What the Literature Says About Agent Feedback Loops
Reflexion (Shinn et al., NeurIPS 2023) achieved 91% pass@1 on HumanEval (up from GPT-4’s 80%) using verbal reinforcement learning — the model converts feedback into natural language descriptions of what went wrong. The key: feedback is per-task, verbal, stored in episodic memory, and generated from specific failure analysis. Night Shift’s generic 2000-char reviews violated every one of these principles.
TextGrad (Yuksekgonul et al., Nature) treats AI systems as computation graphs where textual feedback serves as gradients for optimization.

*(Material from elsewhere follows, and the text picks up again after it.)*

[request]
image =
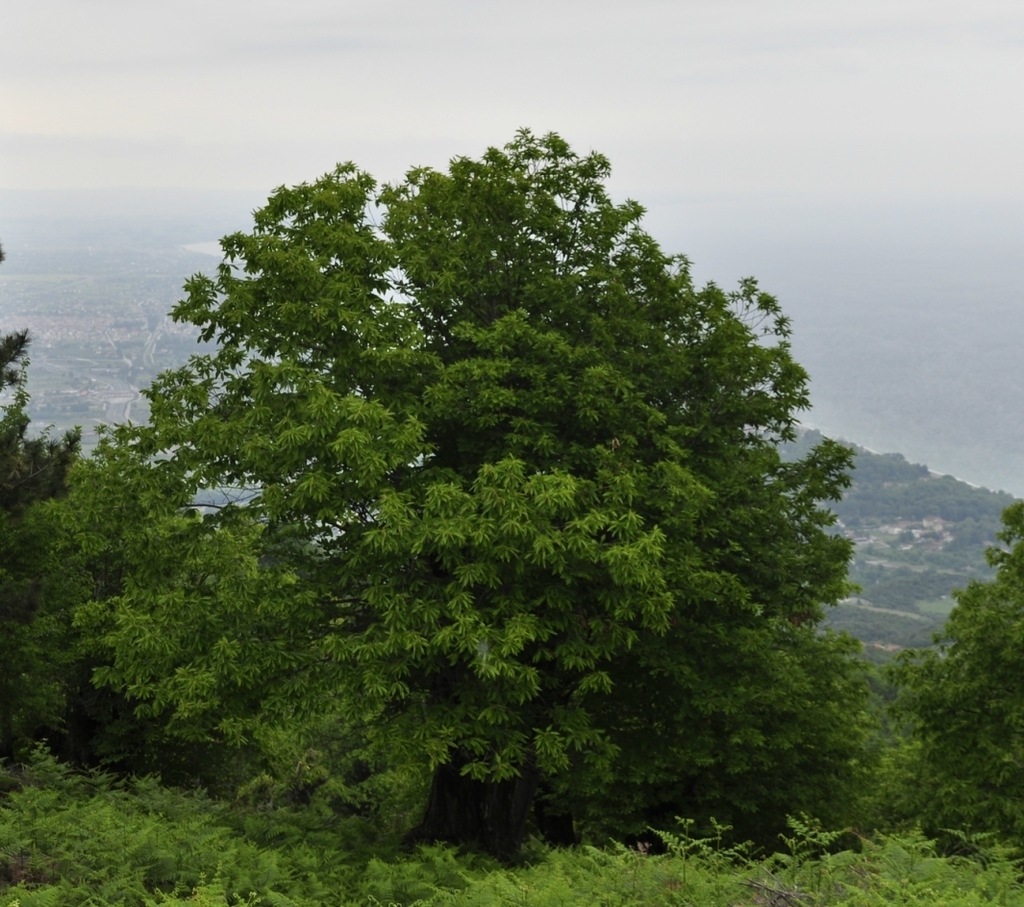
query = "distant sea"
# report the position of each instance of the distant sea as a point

Each variable receives feedback specific to itself, not generic system-level observations.
OpenAI’s Self-Evolving Agents Cookbook (2025) emphasizes that “agentic systems often reach a plateau after proof-of-concept because they depend on humans to diagnose edge cases and correct failures” — exactly Night Shift’s situation.
Our Fix (Deployed)
Per-category guidance files (max 500 chars), context engine loads only the matching category’s guidance, Reflexion-style per-task reflections stored in mentoring/reflections/{category}.jsonl (last 20 per category), and feedback written as model-actionable instructions not system recommendations. Additionally, category budget caps (30% max per category per week) prevent any single category from dominating dispatch.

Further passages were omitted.